彼との出会いは1999年春、原爆投下に関してアメリカ側の視点から記事を書こうとしていた私が、大牟田の捕虜収容所から長崎原爆のきのこ雲を目撃したというレスターにインタビューしたのが最初でした。三井三池炭鉱でのつらい強制労働の思い出も語ってくれましたが、日本人への憎しみは全く感じられず、それどころか「日本の若者に僕の体験を語りたいんだけど支援してくれないかな。きっと素晴らしい交流ができると思うんだ。」と頼まれました。
私はレスターとの出会いについて、すぐ友人のエブラハム・クーパー師に知らせました。(レスターは偶然にもユダヤ人でした。)そして、「彼の回想記を読んでみて。きっと会いたくなるから」と言ってレスターの著書「My Hitch in Hell」を手渡したのです。その後私は、クーパー師を連れてまたレスターを訪問しましたが、彼もまたレスターの変わらぬ支援者となりました。

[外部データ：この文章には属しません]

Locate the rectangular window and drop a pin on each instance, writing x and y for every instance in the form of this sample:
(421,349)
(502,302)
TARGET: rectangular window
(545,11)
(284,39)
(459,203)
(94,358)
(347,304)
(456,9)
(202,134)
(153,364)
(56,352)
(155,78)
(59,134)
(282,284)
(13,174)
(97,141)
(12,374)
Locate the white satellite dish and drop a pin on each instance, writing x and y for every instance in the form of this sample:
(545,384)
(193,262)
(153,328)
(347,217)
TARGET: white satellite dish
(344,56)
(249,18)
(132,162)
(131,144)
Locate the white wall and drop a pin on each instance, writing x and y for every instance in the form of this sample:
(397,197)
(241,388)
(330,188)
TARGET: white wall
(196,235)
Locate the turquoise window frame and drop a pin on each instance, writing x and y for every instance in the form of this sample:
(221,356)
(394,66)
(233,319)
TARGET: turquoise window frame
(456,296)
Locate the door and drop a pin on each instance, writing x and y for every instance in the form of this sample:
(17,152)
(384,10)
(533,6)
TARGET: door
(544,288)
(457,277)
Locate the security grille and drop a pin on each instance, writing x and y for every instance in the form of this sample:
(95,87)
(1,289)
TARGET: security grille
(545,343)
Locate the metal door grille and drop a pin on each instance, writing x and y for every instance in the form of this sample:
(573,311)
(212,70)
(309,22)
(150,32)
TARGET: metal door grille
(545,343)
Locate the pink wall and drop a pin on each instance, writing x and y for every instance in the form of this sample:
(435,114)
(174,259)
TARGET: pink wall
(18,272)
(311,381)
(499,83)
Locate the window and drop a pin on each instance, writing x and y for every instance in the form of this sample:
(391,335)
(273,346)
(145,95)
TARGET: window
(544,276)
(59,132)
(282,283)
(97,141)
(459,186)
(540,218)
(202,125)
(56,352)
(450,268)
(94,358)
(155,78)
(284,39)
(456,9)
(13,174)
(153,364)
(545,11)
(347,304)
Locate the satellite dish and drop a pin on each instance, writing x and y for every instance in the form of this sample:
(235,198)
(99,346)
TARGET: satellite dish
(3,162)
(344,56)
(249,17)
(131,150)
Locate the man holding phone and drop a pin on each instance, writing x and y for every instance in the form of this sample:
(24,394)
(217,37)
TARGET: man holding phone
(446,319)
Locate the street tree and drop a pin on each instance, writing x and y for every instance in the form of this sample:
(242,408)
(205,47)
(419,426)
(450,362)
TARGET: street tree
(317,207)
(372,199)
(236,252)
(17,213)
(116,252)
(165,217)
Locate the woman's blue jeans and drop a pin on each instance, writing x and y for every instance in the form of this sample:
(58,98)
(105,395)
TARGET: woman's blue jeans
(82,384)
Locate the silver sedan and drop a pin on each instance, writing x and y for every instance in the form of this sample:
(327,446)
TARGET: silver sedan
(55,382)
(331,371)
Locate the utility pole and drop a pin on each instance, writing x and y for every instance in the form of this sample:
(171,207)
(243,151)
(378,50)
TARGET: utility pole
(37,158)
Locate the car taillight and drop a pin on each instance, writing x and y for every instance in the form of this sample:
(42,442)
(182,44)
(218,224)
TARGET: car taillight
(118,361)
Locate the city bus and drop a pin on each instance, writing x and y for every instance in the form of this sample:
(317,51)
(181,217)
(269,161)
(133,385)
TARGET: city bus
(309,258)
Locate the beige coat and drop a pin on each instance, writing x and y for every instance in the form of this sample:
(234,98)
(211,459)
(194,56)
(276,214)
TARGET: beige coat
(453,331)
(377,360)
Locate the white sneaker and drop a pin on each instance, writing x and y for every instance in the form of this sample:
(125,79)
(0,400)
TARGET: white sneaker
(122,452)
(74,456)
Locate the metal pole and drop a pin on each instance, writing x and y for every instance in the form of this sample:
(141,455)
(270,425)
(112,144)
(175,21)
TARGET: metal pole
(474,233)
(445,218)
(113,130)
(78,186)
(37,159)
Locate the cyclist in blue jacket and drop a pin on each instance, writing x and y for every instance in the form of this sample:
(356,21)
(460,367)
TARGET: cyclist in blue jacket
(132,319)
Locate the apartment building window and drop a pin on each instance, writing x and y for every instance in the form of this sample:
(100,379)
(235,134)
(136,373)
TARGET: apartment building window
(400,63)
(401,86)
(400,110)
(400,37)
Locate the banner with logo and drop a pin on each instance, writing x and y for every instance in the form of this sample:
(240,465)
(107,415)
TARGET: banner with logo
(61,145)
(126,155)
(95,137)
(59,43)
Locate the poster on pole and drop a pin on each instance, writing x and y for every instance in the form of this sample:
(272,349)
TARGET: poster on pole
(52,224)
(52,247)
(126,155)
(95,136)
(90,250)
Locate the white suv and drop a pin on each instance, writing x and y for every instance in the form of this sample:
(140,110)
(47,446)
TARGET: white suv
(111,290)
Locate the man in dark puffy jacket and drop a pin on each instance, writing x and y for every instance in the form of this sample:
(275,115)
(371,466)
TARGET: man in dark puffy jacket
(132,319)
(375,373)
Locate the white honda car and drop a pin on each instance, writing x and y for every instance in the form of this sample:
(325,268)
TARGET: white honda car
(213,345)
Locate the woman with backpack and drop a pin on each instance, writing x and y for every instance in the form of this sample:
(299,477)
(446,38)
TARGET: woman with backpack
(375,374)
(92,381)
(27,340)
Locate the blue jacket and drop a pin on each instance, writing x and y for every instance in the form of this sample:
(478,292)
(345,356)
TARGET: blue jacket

そしてレスターの著書の日本語版が出たとき、クーパー師は表紙に短い推薦文を書いてくれました。
「レスター・テニーは、日本人を憎んだり残酷だと決めつけたりはしない。過去を忘れないことを求め続ける。太平洋の両岸に生きる全ての人々が、かつての出来事を共有し、相互に思いやりにみちた未来をつくり出すために。」
また『文芸春秋』が2006年、「バターン死の行進」に関する歴史修正的記事を掲載した時、レスターともう一人のバターン生還者ボブ・ブラウンをサイモン・ウィーゼンタール・センター「寛容の博物館」に呼んで記者会見を開いてくれたのも、クーパー師でした。
その後クーパー師と私は、日本の政府高官や東京の米国大使館を訪ねるたびに、レスターが目指す「つらい過去であっても、日米の人々がそれを共に学び、友情を深めていく」ことを訴えました。信念に支えられたレスターの努力もあり、目指した多くのことが実現したのは嬉しいことです。
友人を失ったことは悲しいですが、レスターとの友情は、言葉で表せないほど私たちの人生を豊かにしてくれました。